Usturanın iki yüzü: Woyzeck
Ayşegül Tözeren, Oyun Atölyesinde sahnelenen Georg Büchner'in Woyzeck adlı oyunu üzerine yazdı.
Ayşegül Tözeren
19. yüzyıl başlarında yaşamış, 24 senelik kısa ömrüne dünya tiyatro tarihinde önemli yer tutan üç oyunu (Woyzeck, Danton’un Ölümü ve Leonce ile Lena) sığdırmış Georg Büchner, Aydınlanma Çağı ile birlikte değişen insanı yazmıştır. Büchner, Woyzeck’i 1836 yılında kaleme almaya başlamış, ancak ölümüyle yarım kalmıştır. Buna rağmen, tiyatro repertuvarlarında sıkça yer almıştır. Woyzeck, doğal bir “açık yapıt” olarak, sergileyenlerce farklı farklı şekillerde sonlandırılmıştır.
Woyzeck’in yeni bir yorumu bu sezon Oyun Atölyesinde sahnelenmekte. Haluk Bilginer’in çevirisiyle aktarılan oyun, Muharrem Özcan’ın rejisiyle bir kez daha tiyatro sahnesinde yaşam buluyor. Özgün müzik, dans ve sahne yerleşimiyle dikkat çeken oyunun müziğini Çağrı Beklen, koreografisini Orçun Okurgan, sahne tasarımını Özlem Karabay, ışık tasarımınıysa Kemal Yiğitbay hazırlamış.
DİRENEMEYEN İNSANIN HİKAYESİ
Woyzeck, baskıcı ve adaletsiz toplum düzenine direnemeyen insanın hikayesidir.

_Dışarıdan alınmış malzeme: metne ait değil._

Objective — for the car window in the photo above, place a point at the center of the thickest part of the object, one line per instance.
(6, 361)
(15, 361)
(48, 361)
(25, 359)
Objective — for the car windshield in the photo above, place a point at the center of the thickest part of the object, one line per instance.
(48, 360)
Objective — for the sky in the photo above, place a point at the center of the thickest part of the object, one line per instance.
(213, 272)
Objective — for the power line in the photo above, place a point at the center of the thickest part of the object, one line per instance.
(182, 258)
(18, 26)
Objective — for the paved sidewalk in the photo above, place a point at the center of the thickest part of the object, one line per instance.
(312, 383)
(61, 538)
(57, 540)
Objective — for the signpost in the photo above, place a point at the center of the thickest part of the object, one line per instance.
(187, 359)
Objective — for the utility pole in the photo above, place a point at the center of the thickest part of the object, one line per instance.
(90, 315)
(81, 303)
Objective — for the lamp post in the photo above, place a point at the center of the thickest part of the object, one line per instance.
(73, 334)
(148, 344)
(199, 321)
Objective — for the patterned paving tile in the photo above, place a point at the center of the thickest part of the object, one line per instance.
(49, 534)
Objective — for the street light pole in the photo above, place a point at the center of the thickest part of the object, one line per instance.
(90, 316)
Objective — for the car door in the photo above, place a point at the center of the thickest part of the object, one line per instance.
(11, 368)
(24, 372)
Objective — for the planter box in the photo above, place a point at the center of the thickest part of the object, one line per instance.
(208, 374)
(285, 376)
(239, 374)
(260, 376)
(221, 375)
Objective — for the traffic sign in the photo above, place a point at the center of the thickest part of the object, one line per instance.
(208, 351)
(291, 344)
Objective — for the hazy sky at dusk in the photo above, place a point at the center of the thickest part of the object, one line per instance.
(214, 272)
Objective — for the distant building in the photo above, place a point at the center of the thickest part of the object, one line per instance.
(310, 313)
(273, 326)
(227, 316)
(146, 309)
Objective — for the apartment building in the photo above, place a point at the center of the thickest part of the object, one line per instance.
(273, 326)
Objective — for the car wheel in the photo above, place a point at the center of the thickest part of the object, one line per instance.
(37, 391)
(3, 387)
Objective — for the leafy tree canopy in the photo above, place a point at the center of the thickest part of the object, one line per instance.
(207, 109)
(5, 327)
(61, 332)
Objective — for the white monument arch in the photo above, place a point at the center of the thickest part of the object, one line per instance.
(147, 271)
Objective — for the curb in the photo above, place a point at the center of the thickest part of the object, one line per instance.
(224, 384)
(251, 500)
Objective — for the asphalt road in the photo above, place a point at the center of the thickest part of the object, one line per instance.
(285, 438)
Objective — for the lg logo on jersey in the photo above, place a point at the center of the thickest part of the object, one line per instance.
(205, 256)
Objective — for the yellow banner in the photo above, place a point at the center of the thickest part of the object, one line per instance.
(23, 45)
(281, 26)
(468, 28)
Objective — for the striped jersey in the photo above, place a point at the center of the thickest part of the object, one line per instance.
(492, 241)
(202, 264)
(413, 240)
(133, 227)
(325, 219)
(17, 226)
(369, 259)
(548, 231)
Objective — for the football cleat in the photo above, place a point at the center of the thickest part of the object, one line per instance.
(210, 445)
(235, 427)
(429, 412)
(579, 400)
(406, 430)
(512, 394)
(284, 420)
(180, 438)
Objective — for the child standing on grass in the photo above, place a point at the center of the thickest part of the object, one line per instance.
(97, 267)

Aydınlanma Çağı ile birlikte dogmaların yerini aklın hükümranlığı almıştır. Ancak zihninin derinliklerinde değişemeyen toplum, bu kez, akılcılığı bir mite dönüştürmüştür. İzleyenleri, kendi mitleriyle yüzleşmeye çağırdığı için Woyzeck, bu kadar sahnelenir ve izlenir. Oyun Atölyesinin, yorumda yarattığı farklılık, oyuncuları kolektif bir bütüne dönüştürerek, Woyzeck’i sahnelemesi… Böylelikle, oyunun ana karakteri olan Woyzeck’i kemirip duran toplumsal yargılar, fiziksel olarak da müzikle, dansla, fısıltılaşan sözcüklerle sergilenebiliyor, oyunun su içinde sahneleniyor oluşu da, bu yoruma destek oluyor ve toplumsal ön yargılardan bir bataklığın Woyzeck’i sardığı hissini güçlendiriyor.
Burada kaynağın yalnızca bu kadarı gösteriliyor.